Once again, water thoroughly and utilize the vibrating plate compactor once more to create a level smooth surface.
Make sure to measure the project area and carefully design the layout to minimize the number of seams in the turf.
Unroll the synthetic grass and stretch across the top of the prepared base. Do not drag across. If the synthetic turf has a wrinkle; allow it to acclimate in the sun.
Landscape & playground turf comes in 15 ft wide rolls, putting green material comes in 12 ft wide rolls. Due to the natural direction of the grass blades, turf must be laid out in the same direction.
Cutting the Grass to Fit
The artificial grass can be cut around your existing landscape whether it is a perfect square, or a winding path that is bordered by rocks.
The best method is to lay the grass out and trace from the top where you'll be making your cuts.
There are 2 different tools you'll need for this process:
1) Long Pile Carpet Cutter. 2) Carpet knife.
All cuts must be made from back side of synthetic turf to see the stitch rows.
Securing the Turf
Secure the turf by staking the edges with 5"-6" nails. Space the nails along the perimeter edges approximately 3"-6" apart.
Repeat the process for treated lumber, benderboard, or polyboard around the border.
Seaming the Turf Panels
A straight edge is required when seaming two synthetic turf cuts together. Make sure the stitch lines match. If the cuts are straight and the tuft lines match, the seams will be virtually invisible.
Another option available is the "S" cut method using a custom stencil. This is a more advanced process but will give you the same natural appearance.
Once you have your seams cut and in place, pull both pieces of turf back exposing the subbase. Place the seam tape with half of the tape under each cut.
Use a synthetic turf adhesive and apply to the seam tape. Fold the two sections of artificial grass over seaming material to form one seamless piece.
An alternative to seaming artificial grass together is to use 4" 20d or 5" - 6" 40d nails along the seam both sides with 3"- 4" spacing.
Round Silica Sand is the standard infill for artificial turf.

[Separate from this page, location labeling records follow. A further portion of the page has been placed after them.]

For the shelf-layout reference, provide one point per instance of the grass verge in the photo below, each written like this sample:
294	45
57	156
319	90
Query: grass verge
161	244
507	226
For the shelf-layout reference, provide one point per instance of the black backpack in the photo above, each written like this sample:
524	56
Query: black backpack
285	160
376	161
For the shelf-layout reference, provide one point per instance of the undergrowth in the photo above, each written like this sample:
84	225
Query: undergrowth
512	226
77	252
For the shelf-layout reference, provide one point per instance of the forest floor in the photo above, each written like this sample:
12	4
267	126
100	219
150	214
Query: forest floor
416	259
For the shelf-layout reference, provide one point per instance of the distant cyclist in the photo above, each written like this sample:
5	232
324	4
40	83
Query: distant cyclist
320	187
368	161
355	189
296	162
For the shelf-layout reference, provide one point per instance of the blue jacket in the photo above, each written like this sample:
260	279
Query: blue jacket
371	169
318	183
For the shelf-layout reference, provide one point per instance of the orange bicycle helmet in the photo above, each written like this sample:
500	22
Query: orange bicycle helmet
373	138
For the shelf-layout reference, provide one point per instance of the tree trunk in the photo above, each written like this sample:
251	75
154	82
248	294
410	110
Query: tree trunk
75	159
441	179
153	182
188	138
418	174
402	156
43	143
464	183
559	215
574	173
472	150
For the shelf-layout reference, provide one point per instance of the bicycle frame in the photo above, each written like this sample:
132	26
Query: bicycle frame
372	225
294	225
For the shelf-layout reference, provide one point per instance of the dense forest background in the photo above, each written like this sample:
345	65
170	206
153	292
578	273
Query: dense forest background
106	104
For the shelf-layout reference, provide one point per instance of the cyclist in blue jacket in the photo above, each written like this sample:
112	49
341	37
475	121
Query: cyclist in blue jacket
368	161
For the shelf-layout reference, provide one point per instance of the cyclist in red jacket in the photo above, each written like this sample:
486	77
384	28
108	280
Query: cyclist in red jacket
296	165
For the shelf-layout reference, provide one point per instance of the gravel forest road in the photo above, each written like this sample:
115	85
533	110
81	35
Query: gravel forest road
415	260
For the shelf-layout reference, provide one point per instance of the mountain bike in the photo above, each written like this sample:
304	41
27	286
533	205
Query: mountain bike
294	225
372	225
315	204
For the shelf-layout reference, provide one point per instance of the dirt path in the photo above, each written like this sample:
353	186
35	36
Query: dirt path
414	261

Proper infill installation is critical to maintaining your artificial grass system. 1-3 lbs. per sq. ft. Infill helps to protect the synthetic grass from the elements while maintaining the blade structure and level design. Spread infill material evenly utilizing a drop spreader (the type commonly used to spread grass seed), or a flat.
Do not attempt to install the infill material while the synthetic grass or the infill material is wet.
Once all sand is spread evenly on top of turf it will need to be broomed into the turf fibers. Use a power broom to brush up turf fibers and let the sand work down in between the turf blades. When the infill process is complete, water the entire area evenly with a hose to settle the material.
No job would be complete without the proper clean up. You can use a blower, rake, brush or broom to clean up the grass, as well as water.